The issue of real and reality itself will inevitably start us into a ceaseless philosophical argument of whose the authority to appoint what is to be regarded as the real thing a few distinguished individuals or the democratic masses hence the essence of the ongoing heated debate relating to the right the English have to meddle with our symbols. Whether or not those alien to Bulgarian culture should be allowed to appoint its symbol is a question that borders the narrowness of nationalism on the one side and the broad-mindedness of the cosmopolitan on the other. Whichever side one is to take, they are always set to receive the harsh criticism of the opponents, perhaps more so from the nationalistic-minded than from those with an inclination to the overall grasping of notions and ideas.

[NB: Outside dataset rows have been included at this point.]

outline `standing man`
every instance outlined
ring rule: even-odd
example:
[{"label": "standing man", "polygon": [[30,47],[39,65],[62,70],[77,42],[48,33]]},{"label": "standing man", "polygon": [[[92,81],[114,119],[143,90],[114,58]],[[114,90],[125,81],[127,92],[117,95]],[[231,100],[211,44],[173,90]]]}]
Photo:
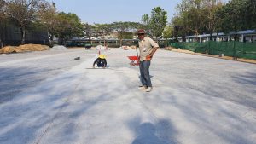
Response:
[{"label": "standing man", "polygon": [[141,83],[140,89],[146,89],[146,92],[152,90],[152,84],[149,75],[150,61],[153,55],[155,53],[159,45],[150,37],[145,37],[145,31],[140,29],[137,32],[139,38],[139,52],[140,52],[140,73]]}]

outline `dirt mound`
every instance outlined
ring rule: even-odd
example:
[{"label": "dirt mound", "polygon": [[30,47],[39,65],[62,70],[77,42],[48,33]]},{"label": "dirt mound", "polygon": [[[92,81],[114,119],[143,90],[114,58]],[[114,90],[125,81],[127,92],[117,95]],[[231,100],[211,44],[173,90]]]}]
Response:
[{"label": "dirt mound", "polygon": [[55,45],[52,48],[50,48],[49,50],[67,50],[67,48],[64,47],[63,45]]},{"label": "dirt mound", "polygon": [[26,51],[43,51],[49,49],[47,45],[41,44],[24,44],[19,47],[6,46],[0,49],[0,54],[21,53]]},{"label": "dirt mound", "polygon": [[0,54],[15,53],[15,48],[13,46],[6,46],[0,49]]}]

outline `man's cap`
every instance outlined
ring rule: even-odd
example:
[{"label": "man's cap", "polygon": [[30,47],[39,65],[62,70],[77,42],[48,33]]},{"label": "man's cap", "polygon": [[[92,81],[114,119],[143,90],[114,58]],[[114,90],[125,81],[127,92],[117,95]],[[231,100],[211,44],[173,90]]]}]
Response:
[{"label": "man's cap", "polygon": [[136,33],[137,33],[137,34],[145,34],[146,32],[145,32],[145,30],[143,30],[143,29],[139,29],[139,30],[137,30],[137,31],[136,32]]}]

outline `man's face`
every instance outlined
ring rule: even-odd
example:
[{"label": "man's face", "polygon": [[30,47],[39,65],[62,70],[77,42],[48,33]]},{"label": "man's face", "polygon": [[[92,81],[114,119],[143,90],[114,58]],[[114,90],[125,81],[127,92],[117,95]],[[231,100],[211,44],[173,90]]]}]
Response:
[{"label": "man's face", "polygon": [[137,37],[139,37],[140,40],[143,40],[144,38],[144,34],[139,33],[139,34],[137,34]]}]

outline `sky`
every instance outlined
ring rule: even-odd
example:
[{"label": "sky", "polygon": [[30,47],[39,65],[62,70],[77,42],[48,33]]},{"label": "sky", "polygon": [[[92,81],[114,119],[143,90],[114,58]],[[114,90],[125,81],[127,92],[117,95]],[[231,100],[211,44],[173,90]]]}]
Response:
[{"label": "sky", "polygon": [[[167,12],[170,22],[182,0],[52,0],[59,12],[74,13],[82,22],[109,24],[119,21],[141,22],[154,7]],[[64,2],[65,1],[65,2]]]}]

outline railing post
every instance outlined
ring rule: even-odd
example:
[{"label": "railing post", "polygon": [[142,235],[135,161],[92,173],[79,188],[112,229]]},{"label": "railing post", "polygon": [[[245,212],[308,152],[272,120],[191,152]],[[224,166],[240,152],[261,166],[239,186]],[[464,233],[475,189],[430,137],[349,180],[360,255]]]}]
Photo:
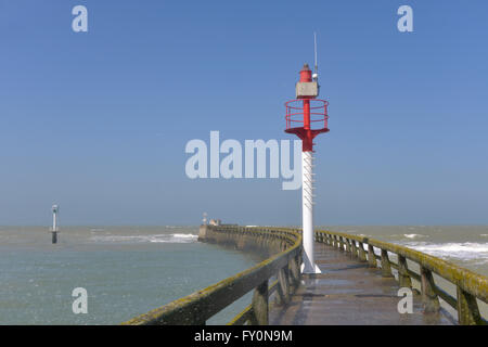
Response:
[{"label": "railing post", "polygon": [[412,279],[409,274],[407,259],[400,255],[398,255],[398,283],[400,287],[412,287]]},{"label": "railing post", "polygon": [[253,324],[268,325],[268,280],[259,284],[253,294]]},{"label": "railing post", "polygon": [[293,290],[296,290],[296,287],[300,283],[300,269],[299,269],[298,256],[295,256],[290,260],[290,273],[288,274],[291,275],[290,284],[293,286]]},{"label": "railing post", "polygon": [[344,239],[343,239],[343,236],[339,236],[339,249],[341,249],[341,252],[344,252]]},{"label": "railing post", "polygon": [[382,275],[384,278],[393,278],[391,266],[388,259],[388,250],[382,249]]},{"label": "railing post", "polygon": [[344,237],[344,243],[346,244],[346,252],[350,253],[350,243],[349,243],[349,239]]},{"label": "railing post", "polygon": [[365,252],[364,252],[364,245],[362,244],[362,242],[358,243],[358,248],[359,248],[359,261],[367,261],[365,258]]},{"label": "railing post", "polygon": [[439,298],[434,291],[434,277],[431,270],[421,266],[421,278],[422,278],[422,304],[424,306],[425,313],[435,313],[440,309]]},{"label": "railing post", "polygon": [[479,314],[478,303],[476,297],[458,288],[458,321],[460,325],[477,325],[484,324]]},{"label": "railing post", "polygon": [[375,268],[377,266],[374,248],[370,244],[368,245],[368,262],[370,264],[371,268]]},{"label": "railing post", "polygon": [[284,305],[290,300],[290,284],[288,284],[288,267],[284,267],[278,271],[278,294],[280,304]]},{"label": "railing post", "polygon": [[332,246],[332,236],[330,234],[326,234],[325,236],[326,236],[326,239],[325,239],[326,244]]},{"label": "railing post", "polygon": [[350,249],[352,256],[356,258],[358,256],[358,248],[356,247],[356,240],[350,240]]}]

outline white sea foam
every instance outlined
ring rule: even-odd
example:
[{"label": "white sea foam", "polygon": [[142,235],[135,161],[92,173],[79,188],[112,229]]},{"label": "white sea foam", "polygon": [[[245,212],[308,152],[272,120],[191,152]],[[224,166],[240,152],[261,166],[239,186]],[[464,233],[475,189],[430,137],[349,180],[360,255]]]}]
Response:
[{"label": "white sea foam", "polygon": [[422,234],[403,234],[403,236],[406,236],[407,239],[421,239],[421,237],[427,237],[427,236],[422,235]]},{"label": "white sea foam", "polygon": [[480,262],[488,262],[488,243],[409,243],[408,247],[424,252],[426,254],[439,258],[455,258],[460,260],[479,260]]},{"label": "white sea foam", "polygon": [[191,243],[198,235],[194,234],[154,234],[154,235],[97,235],[90,240],[106,243]]}]

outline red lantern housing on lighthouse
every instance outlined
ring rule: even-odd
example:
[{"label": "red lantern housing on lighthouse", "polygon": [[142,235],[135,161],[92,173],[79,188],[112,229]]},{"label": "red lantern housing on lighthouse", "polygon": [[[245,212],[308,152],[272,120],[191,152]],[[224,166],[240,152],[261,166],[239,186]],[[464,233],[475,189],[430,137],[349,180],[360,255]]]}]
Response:
[{"label": "red lantern housing on lighthouse", "polygon": [[313,257],[313,139],[329,131],[329,102],[317,99],[318,95],[317,75],[312,79],[312,73],[305,64],[296,83],[296,99],[285,103],[285,132],[295,133],[301,139],[303,273],[321,272]]}]

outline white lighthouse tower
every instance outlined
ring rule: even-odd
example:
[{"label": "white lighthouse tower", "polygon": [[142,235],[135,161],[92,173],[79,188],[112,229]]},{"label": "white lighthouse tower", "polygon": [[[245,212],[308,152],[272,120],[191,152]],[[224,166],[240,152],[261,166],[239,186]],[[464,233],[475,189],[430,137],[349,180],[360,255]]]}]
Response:
[{"label": "white lighthouse tower", "polygon": [[[314,40],[316,41],[316,40]],[[303,273],[320,273],[313,254],[313,139],[329,132],[329,102],[319,97],[319,75],[317,67],[317,44],[314,74],[305,64],[295,86],[296,99],[285,103],[286,130],[301,140],[301,220],[304,236]]]},{"label": "white lighthouse tower", "polygon": [[51,229],[51,233],[52,233],[52,243],[53,244],[57,243],[57,231],[59,231],[57,214],[59,213],[60,213],[60,206],[52,205],[52,229]]}]

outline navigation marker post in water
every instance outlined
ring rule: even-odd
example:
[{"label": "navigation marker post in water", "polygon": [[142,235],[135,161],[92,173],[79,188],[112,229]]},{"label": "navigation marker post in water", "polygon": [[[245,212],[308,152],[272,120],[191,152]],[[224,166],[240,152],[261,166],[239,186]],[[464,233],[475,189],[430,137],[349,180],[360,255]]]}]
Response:
[{"label": "navigation marker post in water", "polygon": [[296,99],[285,103],[285,132],[295,133],[301,139],[303,273],[321,272],[313,259],[313,138],[329,131],[329,102],[317,99],[319,95],[317,61],[314,68],[312,78],[308,64],[304,65],[300,79],[296,83]]},{"label": "navigation marker post in water", "polygon": [[52,205],[52,229],[51,229],[51,233],[52,233],[52,243],[55,244],[57,243],[57,213],[60,211],[60,206],[57,205]]}]

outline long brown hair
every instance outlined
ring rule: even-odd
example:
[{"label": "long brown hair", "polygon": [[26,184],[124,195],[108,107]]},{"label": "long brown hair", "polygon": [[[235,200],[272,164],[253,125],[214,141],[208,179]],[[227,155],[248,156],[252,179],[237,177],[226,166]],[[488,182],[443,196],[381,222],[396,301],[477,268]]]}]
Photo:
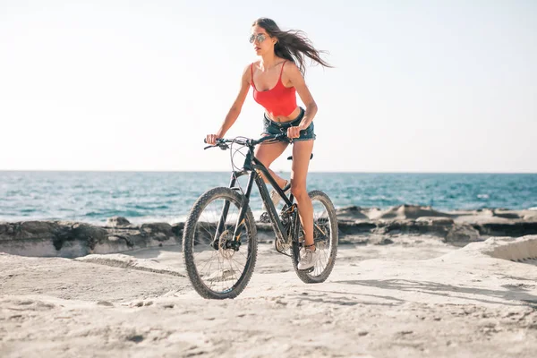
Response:
[{"label": "long brown hair", "polygon": [[270,37],[277,38],[277,42],[274,45],[275,55],[296,64],[303,75],[306,72],[304,65],[306,56],[322,66],[332,67],[320,58],[320,54],[326,51],[316,49],[303,31],[297,30],[284,31],[274,20],[266,17],[259,18],[251,24],[251,26],[256,25],[263,28]]}]

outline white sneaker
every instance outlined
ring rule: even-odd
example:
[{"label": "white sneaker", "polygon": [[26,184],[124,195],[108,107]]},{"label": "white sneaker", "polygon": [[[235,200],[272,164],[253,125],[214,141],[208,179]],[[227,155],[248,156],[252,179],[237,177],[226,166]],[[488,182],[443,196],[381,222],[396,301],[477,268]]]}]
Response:
[{"label": "white sneaker", "polygon": [[[286,184],[284,185],[285,189],[286,186],[289,185],[289,181],[286,182]],[[291,186],[289,186],[289,188],[284,192],[286,193],[286,195],[289,194],[289,192],[291,191]],[[279,196],[279,194],[277,193],[277,192],[276,191],[276,189],[272,189],[272,191],[270,192],[270,200],[272,200],[272,204],[274,204],[274,208],[276,208],[276,206],[279,203],[279,200],[282,199],[281,196]]]},{"label": "white sneaker", "polygon": [[320,259],[320,252],[319,250],[315,249],[315,251],[312,251],[310,249],[303,249],[300,255],[298,269],[308,269],[312,268],[319,259]]}]

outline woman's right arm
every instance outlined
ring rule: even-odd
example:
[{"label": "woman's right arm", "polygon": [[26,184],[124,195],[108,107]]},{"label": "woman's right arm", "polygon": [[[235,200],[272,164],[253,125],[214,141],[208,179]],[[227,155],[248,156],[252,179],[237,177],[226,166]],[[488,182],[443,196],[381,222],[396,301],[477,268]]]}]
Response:
[{"label": "woman's right arm", "polygon": [[220,129],[217,132],[216,134],[208,134],[206,138],[206,141],[209,144],[215,144],[217,138],[223,138],[226,135],[226,132],[231,128],[233,124],[237,120],[239,115],[241,114],[241,109],[243,108],[243,105],[244,104],[244,100],[246,99],[246,95],[248,94],[248,90],[250,90],[250,83],[251,74],[250,72],[250,65],[247,65],[243,72],[243,76],[241,78],[241,89],[239,90],[239,94],[237,95],[234,102],[229,108],[229,112],[227,112],[227,115],[226,115],[226,119],[222,123]]}]

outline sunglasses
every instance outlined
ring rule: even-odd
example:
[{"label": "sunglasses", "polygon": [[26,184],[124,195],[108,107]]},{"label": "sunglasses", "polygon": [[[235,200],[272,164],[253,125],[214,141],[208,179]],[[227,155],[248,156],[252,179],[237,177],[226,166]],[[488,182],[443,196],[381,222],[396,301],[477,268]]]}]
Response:
[{"label": "sunglasses", "polygon": [[265,34],[258,34],[257,36],[255,35],[251,35],[250,37],[250,43],[253,44],[253,41],[255,41],[256,39],[258,40],[259,43],[263,42],[265,39],[267,38],[267,37],[265,36]]}]

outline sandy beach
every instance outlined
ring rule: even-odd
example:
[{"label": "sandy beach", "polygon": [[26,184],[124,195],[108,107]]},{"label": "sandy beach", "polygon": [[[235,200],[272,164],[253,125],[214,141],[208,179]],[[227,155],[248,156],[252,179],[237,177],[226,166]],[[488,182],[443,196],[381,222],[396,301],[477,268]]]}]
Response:
[{"label": "sandy beach", "polygon": [[534,356],[537,235],[462,247],[438,235],[391,233],[389,244],[374,235],[344,235],[334,271],[318,285],[260,243],[249,286],[224,301],[195,293],[180,245],[72,259],[3,253],[0,352]]}]

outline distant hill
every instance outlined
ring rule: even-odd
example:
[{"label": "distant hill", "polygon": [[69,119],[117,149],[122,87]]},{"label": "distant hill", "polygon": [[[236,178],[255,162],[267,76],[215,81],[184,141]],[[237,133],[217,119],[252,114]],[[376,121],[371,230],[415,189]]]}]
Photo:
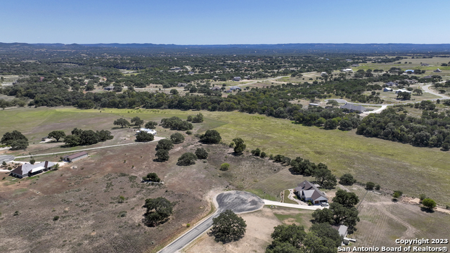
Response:
[{"label": "distant hill", "polygon": [[0,49],[67,49],[136,51],[148,53],[288,54],[288,53],[450,53],[450,44],[285,44],[174,45],[153,44],[26,44],[0,43]]}]

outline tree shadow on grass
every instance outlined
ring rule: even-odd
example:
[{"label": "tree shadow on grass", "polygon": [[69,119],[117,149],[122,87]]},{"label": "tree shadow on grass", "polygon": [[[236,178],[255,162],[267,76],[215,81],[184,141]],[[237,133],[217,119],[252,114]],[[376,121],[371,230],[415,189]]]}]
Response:
[{"label": "tree shadow on grass", "polygon": [[430,209],[428,207],[420,207],[420,210],[422,212],[425,212],[426,213],[429,213],[429,214],[432,214],[435,212],[435,210],[432,209]]}]

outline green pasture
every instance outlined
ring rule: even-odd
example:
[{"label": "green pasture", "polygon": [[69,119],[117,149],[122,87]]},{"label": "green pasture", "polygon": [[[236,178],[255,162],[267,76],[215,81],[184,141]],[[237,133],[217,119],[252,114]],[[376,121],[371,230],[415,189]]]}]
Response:
[{"label": "green pasture", "polygon": [[[351,173],[359,181],[373,181],[383,189],[400,190],[410,196],[425,193],[441,204],[450,203],[448,152],[366,138],[355,134],[354,130],[327,131],[303,126],[288,119],[264,115],[238,112],[201,112],[205,120],[200,126],[196,126],[198,133],[214,129],[221,134],[222,141],[227,143],[234,138],[242,138],[248,151],[259,148],[267,155],[281,154],[291,158],[300,156],[327,164],[338,176]],[[60,129],[99,130],[102,126],[110,129],[113,126],[112,120],[120,117],[131,119],[139,116],[148,121],[172,116],[186,119],[196,113],[176,110],[107,109],[100,112],[98,110],[73,108],[11,109],[0,111],[0,134],[17,129],[29,138],[41,137]],[[109,144],[105,142],[104,145]],[[255,193],[266,191],[276,198],[281,190],[295,186],[303,179],[302,176],[292,175],[288,169],[286,167],[250,188]]]}]

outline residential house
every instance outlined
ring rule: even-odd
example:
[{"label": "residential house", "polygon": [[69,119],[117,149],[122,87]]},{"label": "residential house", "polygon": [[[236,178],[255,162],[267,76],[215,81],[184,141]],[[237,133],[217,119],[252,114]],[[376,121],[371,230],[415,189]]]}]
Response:
[{"label": "residential house", "polygon": [[395,91],[395,93],[396,94],[398,93],[399,92],[406,92],[406,93],[411,93],[411,91],[408,91],[406,89],[398,89],[397,91]]},{"label": "residential house", "polygon": [[404,81],[406,81],[409,84],[416,84],[418,82],[416,79],[404,79]]},{"label": "residential house", "polygon": [[362,105],[355,105],[349,103],[346,103],[345,105],[341,105],[340,108],[348,109],[350,110],[350,112],[362,112],[367,110],[367,109]]},{"label": "residential house", "polygon": [[147,134],[153,134],[154,136],[156,136],[156,130],[154,129],[146,129],[146,128],[141,128],[141,129],[138,130],[136,131],[136,134],[139,134],[141,131],[146,131]]},{"label": "residential house", "polygon": [[11,171],[10,174],[13,176],[17,176],[19,179],[22,179],[25,176],[32,176],[42,171],[47,171],[54,165],[55,163],[49,161],[45,161],[34,164],[25,163],[13,169]]},{"label": "residential house", "polygon": [[317,188],[317,186],[309,183],[307,181],[298,184],[294,189],[294,193],[299,199],[304,201],[311,201],[314,205],[321,205],[323,202],[328,202],[328,198],[325,193]]},{"label": "residential house", "polygon": [[65,162],[73,162],[87,157],[87,153],[86,153],[85,151],[82,151],[76,154],[73,154],[72,155],[66,155],[63,158]]}]

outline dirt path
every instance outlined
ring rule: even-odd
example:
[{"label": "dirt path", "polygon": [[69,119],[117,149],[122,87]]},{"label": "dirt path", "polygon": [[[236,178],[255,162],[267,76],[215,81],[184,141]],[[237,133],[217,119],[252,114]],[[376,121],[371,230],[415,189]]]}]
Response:
[{"label": "dirt path", "polygon": [[398,218],[395,215],[391,214],[386,209],[386,206],[389,205],[394,205],[392,202],[366,202],[365,205],[368,205],[375,207],[380,212],[393,219],[394,221],[399,223],[406,228],[406,231],[403,233],[403,235],[400,237],[400,239],[406,239],[406,238],[416,238],[416,234],[419,232],[413,226],[411,226],[408,222],[404,221],[404,220]]},{"label": "dirt path", "polygon": [[145,143],[152,143],[152,142],[158,141],[160,141],[160,140],[161,140],[161,139],[163,139],[163,138],[164,138],[164,137],[155,136],[155,140],[153,140],[153,141],[149,141],[149,142],[144,142],[144,143],[125,143],[125,144],[117,144],[117,145],[109,145],[109,146],[104,146],[104,147],[98,147],[98,148],[84,148],[84,149],[77,150],[72,150],[72,151],[63,151],[63,152],[56,152],[56,153],[46,153],[46,154],[39,154],[39,155],[22,155],[22,156],[15,157],[15,158],[27,158],[27,157],[31,157],[32,156],[32,157],[37,157],[37,156],[42,156],[42,155],[58,155],[58,154],[65,154],[65,153],[75,153],[75,152],[79,152],[79,151],[94,150],[102,149],[102,148],[108,148],[120,147],[120,146],[129,145],[145,144]]}]

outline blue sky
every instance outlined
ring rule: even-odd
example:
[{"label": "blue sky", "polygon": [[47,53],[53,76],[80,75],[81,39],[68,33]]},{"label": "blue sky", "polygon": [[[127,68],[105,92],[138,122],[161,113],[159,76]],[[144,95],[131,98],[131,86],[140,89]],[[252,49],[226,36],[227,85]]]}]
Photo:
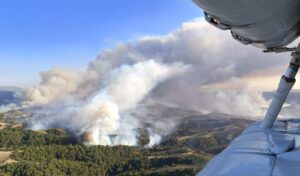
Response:
[{"label": "blue sky", "polygon": [[201,16],[191,0],[9,0],[0,6],[0,86],[52,67],[84,68],[103,48]]}]

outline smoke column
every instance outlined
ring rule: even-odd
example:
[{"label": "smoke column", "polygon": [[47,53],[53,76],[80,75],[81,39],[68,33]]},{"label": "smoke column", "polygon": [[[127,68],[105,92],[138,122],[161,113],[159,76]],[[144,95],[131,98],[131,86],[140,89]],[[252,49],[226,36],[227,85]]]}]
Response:
[{"label": "smoke column", "polygon": [[[262,92],[276,89],[288,59],[241,45],[197,19],[106,49],[85,70],[42,72],[40,85],[25,95],[35,114],[30,127],[67,128],[88,145],[136,145],[143,122],[128,112],[140,103],[262,117]],[[149,129],[151,144],[164,135],[156,131]]]},{"label": "smoke column", "polygon": [[[182,63],[160,64],[154,60],[124,64],[102,75],[97,81],[99,90],[84,98],[75,91],[82,86],[82,73],[44,73],[40,87],[28,92],[31,103],[42,108],[37,110],[41,114],[35,115],[31,128],[67,128],[87,145],[136,145],[139,121],[122,112],[136,107],[157,84],[187,68]],[[150,139],[157,134],[153,135]]]}]

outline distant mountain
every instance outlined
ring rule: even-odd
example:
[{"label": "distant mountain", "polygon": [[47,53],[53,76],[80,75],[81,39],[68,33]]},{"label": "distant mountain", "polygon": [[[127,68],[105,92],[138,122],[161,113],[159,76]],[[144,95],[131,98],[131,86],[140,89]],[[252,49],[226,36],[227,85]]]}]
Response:
[{"label": "distant mountain", "polygon": [[157,121],[154,128],[158,130],[163,131],[170,127],[168,129],[170,133],[163,137],[161,146],[190,148],[213,155],[222,151],[254,122],[240,116],[222,113],[203,114],[164,105],[140,107],[137,112],[140,119]]}]

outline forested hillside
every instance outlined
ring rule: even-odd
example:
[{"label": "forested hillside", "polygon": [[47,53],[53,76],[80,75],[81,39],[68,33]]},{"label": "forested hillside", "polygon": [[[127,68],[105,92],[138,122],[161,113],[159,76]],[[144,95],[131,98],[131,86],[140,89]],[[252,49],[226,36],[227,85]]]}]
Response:
[{"label": "forested hillside", "polygon": [[194,114],[161,145],[142,148],[84,146],[64,129],[31,131],[11,116],[0,119],[0,175],[49,176],[195,175],[251,123],[224,114]]}]

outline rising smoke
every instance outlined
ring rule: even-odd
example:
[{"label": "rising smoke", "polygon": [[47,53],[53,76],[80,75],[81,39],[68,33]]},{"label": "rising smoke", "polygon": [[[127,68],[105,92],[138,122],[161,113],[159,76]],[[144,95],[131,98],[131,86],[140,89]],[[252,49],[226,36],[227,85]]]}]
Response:
[{"label": "rising smoke", "polygon": [[[128,111],[140,103],[262,116],[266,87],[255,85],[253,75],[276,67],[279,71],[271,76],[279,78],[288,62],[283,56],[242,46],[198,19],[169,35],[104,50],[86,70],[41,73],[40,85],[26,93],[27,105],[35,112],[30,127],[67,128],[88,145],[136,145],[142,122]],[[235,86],[224,86],[228,84]],[[268,86],[275,89],[276,84]],[[152,145],[164,135],[148,131]]]}]

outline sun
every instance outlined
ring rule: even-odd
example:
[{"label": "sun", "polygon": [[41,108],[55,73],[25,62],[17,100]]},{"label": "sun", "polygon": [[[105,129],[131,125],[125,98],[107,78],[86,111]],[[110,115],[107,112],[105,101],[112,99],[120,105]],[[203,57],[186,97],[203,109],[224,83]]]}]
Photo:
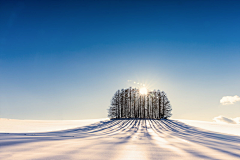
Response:
[{"label": "sun", "polygon": [[146,87],[140,88],[140,94],[147,94],[147,88]]}]

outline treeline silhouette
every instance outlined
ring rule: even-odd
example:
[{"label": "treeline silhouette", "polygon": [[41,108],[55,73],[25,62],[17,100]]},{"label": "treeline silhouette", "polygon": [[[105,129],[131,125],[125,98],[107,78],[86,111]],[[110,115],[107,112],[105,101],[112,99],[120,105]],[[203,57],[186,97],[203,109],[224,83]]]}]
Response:
[{"label": "treeline silhouette", "polygon": [[118,90],[108,109],[110,119],[150,118],[167,119],[172,116],[172,107],[164,91],[140,93],[140,89],[127,88]]}]

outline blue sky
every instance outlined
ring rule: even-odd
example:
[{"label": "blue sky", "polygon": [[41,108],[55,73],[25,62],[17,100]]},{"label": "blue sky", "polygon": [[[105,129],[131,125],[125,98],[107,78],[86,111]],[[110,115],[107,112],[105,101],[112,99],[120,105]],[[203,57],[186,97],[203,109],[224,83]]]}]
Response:
[{"label": "blue sky", "polygon": [[[0,117],[107,116],[114,92],[164,90],[172,118],[240,116],[238,1],[0,1]],[[129,81],[131,80],[131,81]]]}]

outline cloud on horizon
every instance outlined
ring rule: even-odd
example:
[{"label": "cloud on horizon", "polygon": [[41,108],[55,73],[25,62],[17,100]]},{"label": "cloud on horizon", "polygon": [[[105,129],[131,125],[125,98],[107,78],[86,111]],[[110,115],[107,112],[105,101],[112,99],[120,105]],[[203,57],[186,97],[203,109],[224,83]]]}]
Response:
[{"label": "cloud on horizon", "polygon": [[218,123],[228,123],[228,124],[240,124],[240,117],[227,118],[222,115],[214,117],[213,120]]},{"label": "cloud on horizon", "polygon": [[234,104],[237,101],[240,101],[240,97],[235,95],[235,96],[224,96],[222,97],[222,99],[220,100],[220,103],[222,105],[229,105],[229,104]]}]

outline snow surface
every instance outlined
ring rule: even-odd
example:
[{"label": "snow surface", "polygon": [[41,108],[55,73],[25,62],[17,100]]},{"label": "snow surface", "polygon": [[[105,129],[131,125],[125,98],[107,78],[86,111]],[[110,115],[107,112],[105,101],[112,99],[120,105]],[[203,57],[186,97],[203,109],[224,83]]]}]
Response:
[{"label": "snow surface", "polygon": [[[6,127],[3,122],[11,126]],[[213,123],[139,119],[0,119],[0,159],[240,159],[240,136],[206,130],[226,133],[225,130],[238,130],[239,125]],[[69,127],[75,128],[65,129]],[[56,131],[48,132],[49,129]],[[9,131],[15,133],[7,133]]]}]

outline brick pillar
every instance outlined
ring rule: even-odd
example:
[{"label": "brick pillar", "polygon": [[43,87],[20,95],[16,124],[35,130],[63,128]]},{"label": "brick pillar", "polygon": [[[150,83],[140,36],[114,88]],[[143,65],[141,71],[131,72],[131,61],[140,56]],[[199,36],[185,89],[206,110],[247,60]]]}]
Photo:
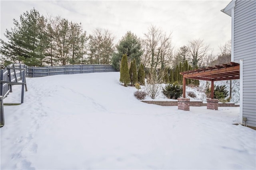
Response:
[{"label": "brick pillar", "polygon": [[206,101],[207,102],[207,109],[218,110],[218,99],[207,99]]},{"label": "brick pillar", "polygon": [[178,98],[178,109],[189,111],[190,99],[188,98]]}]

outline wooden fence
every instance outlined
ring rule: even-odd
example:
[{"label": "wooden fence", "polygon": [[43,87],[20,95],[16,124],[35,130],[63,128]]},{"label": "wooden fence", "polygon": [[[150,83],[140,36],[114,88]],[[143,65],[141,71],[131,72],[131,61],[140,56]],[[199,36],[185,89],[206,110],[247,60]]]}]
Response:
[{"label": "wooden fence", "polygon": [[[15,68],[18,69],[8,69]],[[4,70],[0,70],[0,96],[4,98],[11,90],[11,84],[3,83],[1,81],[18,82],[22,79],[21,69],[25,69],[26,75],[28,74],[28,67],[22,64],[12,64]],[[10,75],[10,76],[9,76]]]},{"label": "wooden fence", "polygon": [[59,74],[115,71],[116,70],[111,65],[67,65],[43,67],[29,67],[27,75],[29,77],[38,77]]}]

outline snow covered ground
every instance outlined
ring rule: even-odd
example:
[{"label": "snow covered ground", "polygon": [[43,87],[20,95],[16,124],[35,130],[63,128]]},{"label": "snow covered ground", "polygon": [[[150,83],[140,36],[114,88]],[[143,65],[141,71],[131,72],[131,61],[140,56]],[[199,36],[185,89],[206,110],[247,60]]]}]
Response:
[{"label": "snow covered ground", "polygon": [[24,103],[4,107],[1,169],[256,168],[256,131],[232,124],[239,107],[148,104],[119,74],[27,78]]}]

Scanning various Bulgarian forums (because sure you can read the English-language ones yourselves), we came upon a variety of opinions on the issue, from the enraged to the apathetic.

A good idea [to elect a symbol]. But why dont they make it in the UK? Obviously the warm welcome they get here in Bulgaria is not enough, and now they are mocking us! Let them hit the road and stop ridiculing our reality. Is everything there perfect? They robbed half the world and now everything is easy for them! They must go away!

I do not understand why Bulgarias national symbol should be discussed by foreigners!? This is our own national issue!

If they dont like it, why do they come to Bulgaria to live? Go away they must! We dont like a lot of things in their country but we dont make fun of that. Do me a favour!

I am going to start a lawsuit against this Vagabond, for insulting my national pride; we [Bulgarians] may be anything, but this is not a question to be answered by foreigners who came to live in Bulgaria. I cant understand why they stay in Bulgaria if they dont like it.

You people, have you not got national pride?! They haven't got a perfect world, do they, but they hide their dirty linen, while all we do is expose ours. Why don't you give it a thought? What Bulgarians are you?!

Oh, you are all so stupid failing to understand what the symbol of Bulgaria is! For those who didnt get it, I will say it again: it is Cunning Peter, smoking a cigar in his AMG with a red rose on his ear, a wad of 20 leva bills in hand buying gypsy votes in the neighbourhood. A pit-bull with a golden leash on its neck is sitting on the front seat next to him.

The headless horseman is the symbol that best fits Bulgaria the state is tearing downhill beheaded by the Communists down towards the swamps.

This could, naturally, go on for ages. There are hundreds, thousands even of similar opinions. But what is more important, they will never agree with each other. It is a trait most outstanding in the character of your average Bulgarian that he will never back out; he will never admit he was wrong. And he will never say Im sorry. The best you could hope for is a muttered Opa-a which is Bulgarian for Oops. We can put this exclamation of awkwardness right next to the Ey sega [in a while, very soon] choice of our colleagues; both can be heard equally frequently if you deal with almost any of the representatives of a nation, most of whose members will be normally guided by the motto of Who are you to teach me?! I know better!

Personally I can see no point in electing the Madara Rider, a rock carving that is 1300 years old and is the proud symbol of a state that once stood powerful spanning the greater part of the Balkans, reaching as far north as Belorussia, a state that had Byzantium paying taxes for centuries. The might and glory of that distant past are long gone now. Today this is a country where the average young man knows little or nothing of its national heroes (by the way the only handful of men who stood out from a mass of submissive and treacherous individuals), and the average politician does all sort of dirty deeds right under the stern looks of Levski and Botev, whose pictures hang forlorn and unheeded on the walls of ministerial offices. But I cant see any point in electing any symbol at all, because there is never one single feature that can be deemed recognizable by many or by all.

It is a tough choice to make: sex bombs walking down the street, trying to attract the attention of bullies riding in their BMWs, Porsches or Lamborghinis, while talking on a phone they have no idea what the gazillion features of mean; stray dogs or stray people tumbling in the darkness of a bright future that will never come; donkey and horse carts or the insane drivers who are so self-conceited that they run people over while bedazzled by their own power. Or Nature, whose bountiful resources 95% of the people would gladly swap for a handful of cash.

I do not know which of these, or which of the remains of a proud past that turned into dust under the feet of its own people, is more worthy of representing Bulgaria before the world.

Or wait, I think I know My personal choice falls on the 5-village mega luxurious first ecological complex in Bulgaria, the Black Sea Gardens that our dear Prime Ministers brother is going to build, investing 1 billion euros, that is 1,000,000,000 euros, meanwhile destroying one of the few remaining virgin pieces of coastland in Bulgaria, which most accidentally falls inside the Natura 2000 network. No questions asked. This is the symbol of Bulgaria.